The Irish Times and The Irish Independent featured the story on the inside pages of their Monday editions. The Irish Press alone afforded it front page status and carried banner headlines proclaiming “Liner Flies Emblem of German Nazis”. DeValera’s paper, unlike the others, also reported that 80 Republicans left the country that same weekend to fight against Franco, 40 of them “on the same ship to Liverpool with General O’Duffy’s volunteers on Friday night”. “Mr Frank Ryan, the well known Republican, will be their leade.”
Hidden from history
The Galway contingent of O’Duffy’s brigade arrived in Caceres, and the Christmas Eve edition of the Irish Independent records a spirited welcome: “The Bishop, the Mayor, the civil and military governors and a huge cheering throng greeted the safe arrival of the Galway and Lisbon contingents marching in mass parade on Sunday.”
Their leaving was inauspicious on a dreary December night in the darkness of Galway Bay.

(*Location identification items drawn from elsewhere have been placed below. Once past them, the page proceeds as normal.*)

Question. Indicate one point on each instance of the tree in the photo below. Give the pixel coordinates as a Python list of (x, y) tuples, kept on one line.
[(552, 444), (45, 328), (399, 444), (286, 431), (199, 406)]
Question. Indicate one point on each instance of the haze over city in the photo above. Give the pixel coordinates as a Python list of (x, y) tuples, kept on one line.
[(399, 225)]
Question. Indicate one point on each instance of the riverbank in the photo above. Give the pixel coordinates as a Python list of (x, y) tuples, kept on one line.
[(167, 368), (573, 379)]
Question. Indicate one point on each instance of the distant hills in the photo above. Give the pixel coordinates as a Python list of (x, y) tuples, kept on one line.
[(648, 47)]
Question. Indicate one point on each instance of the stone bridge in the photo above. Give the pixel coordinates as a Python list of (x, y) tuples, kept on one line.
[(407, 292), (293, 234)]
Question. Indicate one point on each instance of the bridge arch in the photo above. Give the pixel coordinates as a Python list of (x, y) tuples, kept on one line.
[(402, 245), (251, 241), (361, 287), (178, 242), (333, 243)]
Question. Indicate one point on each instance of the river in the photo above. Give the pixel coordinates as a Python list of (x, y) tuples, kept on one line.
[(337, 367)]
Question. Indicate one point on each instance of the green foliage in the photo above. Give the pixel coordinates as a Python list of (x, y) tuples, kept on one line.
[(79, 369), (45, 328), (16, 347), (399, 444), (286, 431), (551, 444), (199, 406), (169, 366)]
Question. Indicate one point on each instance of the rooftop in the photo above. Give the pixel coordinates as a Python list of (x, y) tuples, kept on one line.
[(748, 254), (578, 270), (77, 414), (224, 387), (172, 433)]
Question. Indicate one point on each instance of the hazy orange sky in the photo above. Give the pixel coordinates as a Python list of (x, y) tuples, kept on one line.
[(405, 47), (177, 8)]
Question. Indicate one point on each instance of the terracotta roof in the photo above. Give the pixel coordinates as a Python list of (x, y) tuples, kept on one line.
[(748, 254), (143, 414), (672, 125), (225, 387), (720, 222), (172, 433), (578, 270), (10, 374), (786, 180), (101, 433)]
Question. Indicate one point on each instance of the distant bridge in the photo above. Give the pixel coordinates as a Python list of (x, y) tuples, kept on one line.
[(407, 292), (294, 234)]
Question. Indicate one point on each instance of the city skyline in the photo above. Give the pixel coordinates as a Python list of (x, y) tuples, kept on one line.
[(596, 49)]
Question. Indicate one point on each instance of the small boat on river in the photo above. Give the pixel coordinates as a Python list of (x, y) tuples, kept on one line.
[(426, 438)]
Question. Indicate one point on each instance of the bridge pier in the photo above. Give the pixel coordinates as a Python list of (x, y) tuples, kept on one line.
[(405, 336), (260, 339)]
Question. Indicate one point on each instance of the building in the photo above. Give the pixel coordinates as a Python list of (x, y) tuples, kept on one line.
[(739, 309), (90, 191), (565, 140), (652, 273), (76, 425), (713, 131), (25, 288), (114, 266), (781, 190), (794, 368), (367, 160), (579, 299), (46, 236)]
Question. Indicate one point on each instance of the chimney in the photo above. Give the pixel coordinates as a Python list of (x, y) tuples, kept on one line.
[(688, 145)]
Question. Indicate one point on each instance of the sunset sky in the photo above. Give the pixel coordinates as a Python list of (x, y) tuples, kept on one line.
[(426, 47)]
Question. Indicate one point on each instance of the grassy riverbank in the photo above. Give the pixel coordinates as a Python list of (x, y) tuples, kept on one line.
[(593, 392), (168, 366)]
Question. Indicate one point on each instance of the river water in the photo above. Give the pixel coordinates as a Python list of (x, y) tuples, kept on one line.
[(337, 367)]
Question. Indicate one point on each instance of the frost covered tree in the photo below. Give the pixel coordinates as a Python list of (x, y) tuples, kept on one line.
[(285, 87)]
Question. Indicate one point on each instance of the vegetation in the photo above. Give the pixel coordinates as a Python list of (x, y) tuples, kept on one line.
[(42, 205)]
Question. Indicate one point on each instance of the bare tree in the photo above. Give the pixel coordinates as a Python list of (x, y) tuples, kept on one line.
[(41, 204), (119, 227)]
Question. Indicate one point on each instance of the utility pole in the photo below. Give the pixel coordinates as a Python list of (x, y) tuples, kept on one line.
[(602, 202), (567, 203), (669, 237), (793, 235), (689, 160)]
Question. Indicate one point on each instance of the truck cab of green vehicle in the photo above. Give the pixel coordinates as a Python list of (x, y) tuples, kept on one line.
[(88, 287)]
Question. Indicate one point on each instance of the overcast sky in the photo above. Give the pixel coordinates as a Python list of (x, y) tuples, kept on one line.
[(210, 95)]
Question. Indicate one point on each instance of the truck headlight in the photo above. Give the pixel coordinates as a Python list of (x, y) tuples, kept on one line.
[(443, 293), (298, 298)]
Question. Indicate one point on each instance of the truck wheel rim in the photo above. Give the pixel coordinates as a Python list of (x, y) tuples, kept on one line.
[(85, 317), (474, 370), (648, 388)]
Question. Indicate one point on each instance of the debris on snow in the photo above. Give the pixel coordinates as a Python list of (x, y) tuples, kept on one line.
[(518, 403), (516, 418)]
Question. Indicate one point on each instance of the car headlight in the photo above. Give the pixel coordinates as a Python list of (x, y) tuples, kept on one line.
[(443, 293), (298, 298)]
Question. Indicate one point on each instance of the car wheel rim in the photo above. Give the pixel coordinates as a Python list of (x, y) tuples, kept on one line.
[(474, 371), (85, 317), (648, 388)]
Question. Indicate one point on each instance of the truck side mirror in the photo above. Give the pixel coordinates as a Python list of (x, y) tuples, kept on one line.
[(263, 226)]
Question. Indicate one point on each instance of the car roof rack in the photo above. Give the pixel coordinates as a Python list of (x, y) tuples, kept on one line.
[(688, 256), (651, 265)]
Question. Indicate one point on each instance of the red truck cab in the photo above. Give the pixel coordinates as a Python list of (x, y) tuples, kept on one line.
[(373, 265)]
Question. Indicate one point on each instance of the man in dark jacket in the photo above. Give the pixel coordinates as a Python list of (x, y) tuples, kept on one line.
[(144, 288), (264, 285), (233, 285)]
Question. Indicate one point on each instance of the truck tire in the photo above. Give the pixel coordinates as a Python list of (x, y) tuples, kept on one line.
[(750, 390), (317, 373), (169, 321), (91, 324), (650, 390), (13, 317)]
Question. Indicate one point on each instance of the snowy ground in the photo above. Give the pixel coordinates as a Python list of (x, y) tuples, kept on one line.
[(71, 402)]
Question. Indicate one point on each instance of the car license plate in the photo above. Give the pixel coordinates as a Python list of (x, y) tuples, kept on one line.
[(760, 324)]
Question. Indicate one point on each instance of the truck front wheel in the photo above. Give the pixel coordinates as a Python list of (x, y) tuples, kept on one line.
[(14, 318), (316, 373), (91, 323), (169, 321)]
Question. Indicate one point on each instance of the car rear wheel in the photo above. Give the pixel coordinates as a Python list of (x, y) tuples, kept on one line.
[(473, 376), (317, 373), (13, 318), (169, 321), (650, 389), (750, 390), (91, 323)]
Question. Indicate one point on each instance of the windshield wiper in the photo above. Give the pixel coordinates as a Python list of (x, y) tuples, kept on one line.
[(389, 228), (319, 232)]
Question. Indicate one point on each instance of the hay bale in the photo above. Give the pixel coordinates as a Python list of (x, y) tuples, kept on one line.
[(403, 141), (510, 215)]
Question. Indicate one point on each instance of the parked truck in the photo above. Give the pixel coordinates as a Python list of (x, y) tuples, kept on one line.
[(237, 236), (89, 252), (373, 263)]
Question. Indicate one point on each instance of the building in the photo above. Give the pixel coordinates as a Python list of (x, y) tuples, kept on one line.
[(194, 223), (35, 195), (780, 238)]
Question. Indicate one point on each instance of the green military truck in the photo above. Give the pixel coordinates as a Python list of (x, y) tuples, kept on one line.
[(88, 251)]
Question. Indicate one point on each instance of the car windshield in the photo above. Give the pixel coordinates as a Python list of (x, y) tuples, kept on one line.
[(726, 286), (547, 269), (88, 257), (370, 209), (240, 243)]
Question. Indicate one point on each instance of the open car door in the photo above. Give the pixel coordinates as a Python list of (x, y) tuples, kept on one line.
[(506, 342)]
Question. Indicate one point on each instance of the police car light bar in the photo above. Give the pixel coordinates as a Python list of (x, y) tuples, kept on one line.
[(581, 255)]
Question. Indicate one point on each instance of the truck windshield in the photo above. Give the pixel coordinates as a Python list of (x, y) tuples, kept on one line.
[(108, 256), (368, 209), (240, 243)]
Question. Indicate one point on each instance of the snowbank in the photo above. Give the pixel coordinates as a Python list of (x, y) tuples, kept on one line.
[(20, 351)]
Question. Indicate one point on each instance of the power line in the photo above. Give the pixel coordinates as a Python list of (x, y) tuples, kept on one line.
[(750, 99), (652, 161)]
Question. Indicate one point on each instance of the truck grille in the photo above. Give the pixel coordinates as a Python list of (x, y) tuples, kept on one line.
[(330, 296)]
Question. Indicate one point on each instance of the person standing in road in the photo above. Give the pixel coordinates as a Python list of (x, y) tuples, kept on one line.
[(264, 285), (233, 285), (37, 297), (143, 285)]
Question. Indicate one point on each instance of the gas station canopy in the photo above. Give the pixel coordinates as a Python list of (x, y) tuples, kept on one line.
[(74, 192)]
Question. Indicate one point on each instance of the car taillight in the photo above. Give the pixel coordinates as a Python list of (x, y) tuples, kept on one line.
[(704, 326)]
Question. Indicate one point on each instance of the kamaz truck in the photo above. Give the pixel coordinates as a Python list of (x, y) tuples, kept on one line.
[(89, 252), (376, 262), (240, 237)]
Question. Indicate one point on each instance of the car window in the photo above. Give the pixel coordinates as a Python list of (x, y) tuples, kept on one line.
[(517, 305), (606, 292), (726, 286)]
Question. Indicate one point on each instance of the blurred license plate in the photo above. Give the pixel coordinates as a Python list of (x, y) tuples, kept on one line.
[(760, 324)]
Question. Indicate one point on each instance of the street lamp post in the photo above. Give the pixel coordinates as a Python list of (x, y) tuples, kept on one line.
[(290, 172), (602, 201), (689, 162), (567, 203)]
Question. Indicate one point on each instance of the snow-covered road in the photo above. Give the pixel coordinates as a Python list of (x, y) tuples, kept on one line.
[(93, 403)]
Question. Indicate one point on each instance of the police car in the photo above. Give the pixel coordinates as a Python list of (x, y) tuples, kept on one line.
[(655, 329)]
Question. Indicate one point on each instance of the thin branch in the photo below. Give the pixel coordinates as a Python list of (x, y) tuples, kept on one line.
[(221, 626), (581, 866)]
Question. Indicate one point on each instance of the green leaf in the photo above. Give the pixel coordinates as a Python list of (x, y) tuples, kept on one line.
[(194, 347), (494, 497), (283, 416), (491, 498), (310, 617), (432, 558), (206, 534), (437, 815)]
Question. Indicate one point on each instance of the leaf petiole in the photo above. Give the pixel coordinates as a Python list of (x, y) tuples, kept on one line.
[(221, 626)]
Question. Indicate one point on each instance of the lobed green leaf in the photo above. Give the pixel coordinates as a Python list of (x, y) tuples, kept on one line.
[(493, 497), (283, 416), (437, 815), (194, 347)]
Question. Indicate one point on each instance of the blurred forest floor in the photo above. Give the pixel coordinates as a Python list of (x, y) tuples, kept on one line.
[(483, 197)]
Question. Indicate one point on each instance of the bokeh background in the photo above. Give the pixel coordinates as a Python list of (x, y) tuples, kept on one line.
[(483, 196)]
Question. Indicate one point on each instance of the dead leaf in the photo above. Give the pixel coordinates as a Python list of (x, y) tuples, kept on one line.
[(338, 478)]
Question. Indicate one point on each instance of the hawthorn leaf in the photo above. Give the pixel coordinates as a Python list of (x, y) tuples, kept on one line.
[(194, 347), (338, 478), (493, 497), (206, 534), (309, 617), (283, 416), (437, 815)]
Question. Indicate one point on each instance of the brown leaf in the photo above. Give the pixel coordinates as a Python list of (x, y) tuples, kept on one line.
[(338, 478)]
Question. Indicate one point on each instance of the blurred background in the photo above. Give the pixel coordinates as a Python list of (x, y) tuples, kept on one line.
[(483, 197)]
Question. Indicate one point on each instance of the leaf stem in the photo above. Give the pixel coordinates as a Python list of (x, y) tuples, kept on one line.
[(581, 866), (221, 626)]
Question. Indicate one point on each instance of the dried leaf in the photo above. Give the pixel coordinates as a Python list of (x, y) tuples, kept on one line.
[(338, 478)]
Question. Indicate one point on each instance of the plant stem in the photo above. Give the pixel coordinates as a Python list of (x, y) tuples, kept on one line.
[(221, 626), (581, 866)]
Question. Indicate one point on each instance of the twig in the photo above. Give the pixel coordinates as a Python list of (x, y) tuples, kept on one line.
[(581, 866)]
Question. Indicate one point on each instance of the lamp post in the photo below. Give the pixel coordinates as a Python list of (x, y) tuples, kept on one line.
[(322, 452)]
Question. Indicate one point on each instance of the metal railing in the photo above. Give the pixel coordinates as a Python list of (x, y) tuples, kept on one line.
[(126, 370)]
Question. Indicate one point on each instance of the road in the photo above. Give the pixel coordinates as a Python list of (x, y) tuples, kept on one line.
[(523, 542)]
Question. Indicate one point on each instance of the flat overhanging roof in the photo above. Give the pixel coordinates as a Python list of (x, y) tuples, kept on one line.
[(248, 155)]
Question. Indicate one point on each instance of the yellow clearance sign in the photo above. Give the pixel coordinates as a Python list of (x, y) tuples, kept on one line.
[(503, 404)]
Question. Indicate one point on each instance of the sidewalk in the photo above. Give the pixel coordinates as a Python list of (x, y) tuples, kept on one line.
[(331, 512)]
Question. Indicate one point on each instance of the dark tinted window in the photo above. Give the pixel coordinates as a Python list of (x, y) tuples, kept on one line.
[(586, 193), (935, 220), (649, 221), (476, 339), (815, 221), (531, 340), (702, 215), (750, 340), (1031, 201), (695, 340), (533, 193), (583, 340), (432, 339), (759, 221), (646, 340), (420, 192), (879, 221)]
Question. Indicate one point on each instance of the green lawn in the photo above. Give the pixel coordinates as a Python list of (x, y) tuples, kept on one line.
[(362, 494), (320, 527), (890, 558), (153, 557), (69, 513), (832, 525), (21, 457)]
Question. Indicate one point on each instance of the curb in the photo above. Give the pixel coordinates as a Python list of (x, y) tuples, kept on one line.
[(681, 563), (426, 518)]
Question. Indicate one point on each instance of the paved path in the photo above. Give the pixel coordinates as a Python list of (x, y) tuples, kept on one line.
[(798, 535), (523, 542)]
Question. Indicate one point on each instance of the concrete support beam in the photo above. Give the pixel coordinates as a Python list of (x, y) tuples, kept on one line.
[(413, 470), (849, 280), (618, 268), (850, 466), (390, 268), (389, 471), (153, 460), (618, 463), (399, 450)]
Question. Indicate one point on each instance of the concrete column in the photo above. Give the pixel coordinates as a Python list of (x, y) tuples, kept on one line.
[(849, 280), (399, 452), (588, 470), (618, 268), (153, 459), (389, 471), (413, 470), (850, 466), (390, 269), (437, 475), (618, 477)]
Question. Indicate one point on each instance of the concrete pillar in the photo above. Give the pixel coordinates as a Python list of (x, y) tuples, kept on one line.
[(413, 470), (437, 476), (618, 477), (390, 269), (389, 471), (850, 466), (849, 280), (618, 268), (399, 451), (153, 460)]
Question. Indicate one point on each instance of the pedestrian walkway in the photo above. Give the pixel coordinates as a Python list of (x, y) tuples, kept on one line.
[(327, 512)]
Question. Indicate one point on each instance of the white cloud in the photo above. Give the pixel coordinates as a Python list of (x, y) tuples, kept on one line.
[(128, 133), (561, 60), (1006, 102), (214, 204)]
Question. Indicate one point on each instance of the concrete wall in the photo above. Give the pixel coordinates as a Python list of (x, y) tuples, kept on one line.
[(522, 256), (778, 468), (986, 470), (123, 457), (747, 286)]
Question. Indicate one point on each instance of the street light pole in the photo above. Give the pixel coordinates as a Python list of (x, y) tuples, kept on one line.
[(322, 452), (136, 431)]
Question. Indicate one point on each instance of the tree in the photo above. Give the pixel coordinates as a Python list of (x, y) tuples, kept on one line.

The cause, now largely forgotten - drove young men on both sides to defy government orders and fight on foreign fields against an enemy that might include fellow Irishmen.
Of the 693 men who set out the night before, 50 returned to Galway on the Dún Aenghus. They were unable or unwilling to transfer from one boat to the other. Perhaps the experience of that first night at sea convinced them to return to the quayside. The Irish Times reported that on their return, without money, this group made its way to Eglinton St Garda Barracks. Supt Seán O’ Murchadha, Sgt O Hanluain and other guards made a collection to provide enough money for a meal. The gardai advised the returned volunteers to leave the town, which they did on foot.
But the rest of the Blueshirt departure from Galway, clandestine in its preparation and execution, has remained to this day hidden from history and shrouded in the mist of forgetfulness. The promised glory they sought proved evanescent. They were not to be numbered with the Wild Geese of legend.